Ihr könnt die Beiträge aber trotzdem ausdrucken:
Ihr findet bei jedem Beitrag rechts oben "Drucken"... wenn man das anklickt öffnet sich eine Druckvorschau, in der Druckvorschau steht rechts oben dann wieder "Drucken" klickt man nun das 2.te mal Drucken an gibt der Drucker Gas 
Weiterhin findet ihr unter jedem Artikel "Zurück" und "Weiter" ... damit könnt ihr quasi  "umblättern".


----------



## hornhechteutin (9. März 2006)

*AW: Anglerpraxis in neuem Kleid + Märzausgabe online!*

Moin Moin , 
sieht doch schon ganz klasse aus *nur *|supergri  is mir die Schrift auf der linken Seite mit den Themen ein bischen zu klein  |supergri . Wäre klasse wenn die ein wenig größer wäre .


Gruß aus Eutin
Michael


----------



## Thomas9904 (9. März 2006)

*AW: Anglerpraxis in neuem Kleid + Märzausgabe online!*

Was lange wärt, wird vielleicht auch gut.

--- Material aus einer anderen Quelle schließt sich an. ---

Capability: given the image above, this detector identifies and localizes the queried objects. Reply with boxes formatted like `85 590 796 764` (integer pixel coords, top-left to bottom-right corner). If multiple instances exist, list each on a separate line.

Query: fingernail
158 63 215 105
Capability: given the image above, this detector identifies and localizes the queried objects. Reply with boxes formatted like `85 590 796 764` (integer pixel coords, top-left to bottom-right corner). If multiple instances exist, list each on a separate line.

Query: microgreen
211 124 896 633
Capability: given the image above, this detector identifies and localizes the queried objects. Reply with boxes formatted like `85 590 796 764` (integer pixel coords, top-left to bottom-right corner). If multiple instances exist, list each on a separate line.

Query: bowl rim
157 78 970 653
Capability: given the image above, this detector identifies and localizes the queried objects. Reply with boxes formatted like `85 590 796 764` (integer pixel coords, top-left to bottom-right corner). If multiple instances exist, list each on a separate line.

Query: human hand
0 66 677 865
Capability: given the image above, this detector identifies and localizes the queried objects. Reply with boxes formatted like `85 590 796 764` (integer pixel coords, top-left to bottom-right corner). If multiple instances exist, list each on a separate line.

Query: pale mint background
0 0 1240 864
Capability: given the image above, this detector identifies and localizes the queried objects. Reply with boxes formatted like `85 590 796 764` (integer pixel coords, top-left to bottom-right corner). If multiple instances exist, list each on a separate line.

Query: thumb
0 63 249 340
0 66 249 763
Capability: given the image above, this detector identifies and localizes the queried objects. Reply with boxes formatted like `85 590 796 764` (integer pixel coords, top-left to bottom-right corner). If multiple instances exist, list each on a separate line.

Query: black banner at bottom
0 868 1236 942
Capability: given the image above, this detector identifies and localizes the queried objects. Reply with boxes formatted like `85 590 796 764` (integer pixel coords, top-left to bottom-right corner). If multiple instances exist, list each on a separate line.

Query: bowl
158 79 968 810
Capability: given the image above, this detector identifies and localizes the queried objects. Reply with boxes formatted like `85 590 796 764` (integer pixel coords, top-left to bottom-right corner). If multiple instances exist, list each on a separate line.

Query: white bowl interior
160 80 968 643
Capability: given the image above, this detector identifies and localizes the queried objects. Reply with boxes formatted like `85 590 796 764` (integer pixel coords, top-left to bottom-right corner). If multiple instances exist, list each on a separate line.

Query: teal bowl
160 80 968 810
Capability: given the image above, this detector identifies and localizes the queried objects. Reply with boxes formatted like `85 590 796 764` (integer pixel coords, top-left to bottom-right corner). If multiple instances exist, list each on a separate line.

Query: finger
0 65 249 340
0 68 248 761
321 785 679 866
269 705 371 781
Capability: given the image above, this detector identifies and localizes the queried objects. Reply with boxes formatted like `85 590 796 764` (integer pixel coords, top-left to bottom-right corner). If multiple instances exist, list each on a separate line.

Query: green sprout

Zuerst mal herzlichen Dank an Franz, der ne Menge Zeit ins neue Outfit/Programm gesteckt hat.

Wenn alles mal so richtig funzt wies soll, haben wir "Magazinmacher" wesentlich einfacheres arbeiten.

Bis dahin bitte Bugs etc. melden, damit wir das ändern/verbessern können.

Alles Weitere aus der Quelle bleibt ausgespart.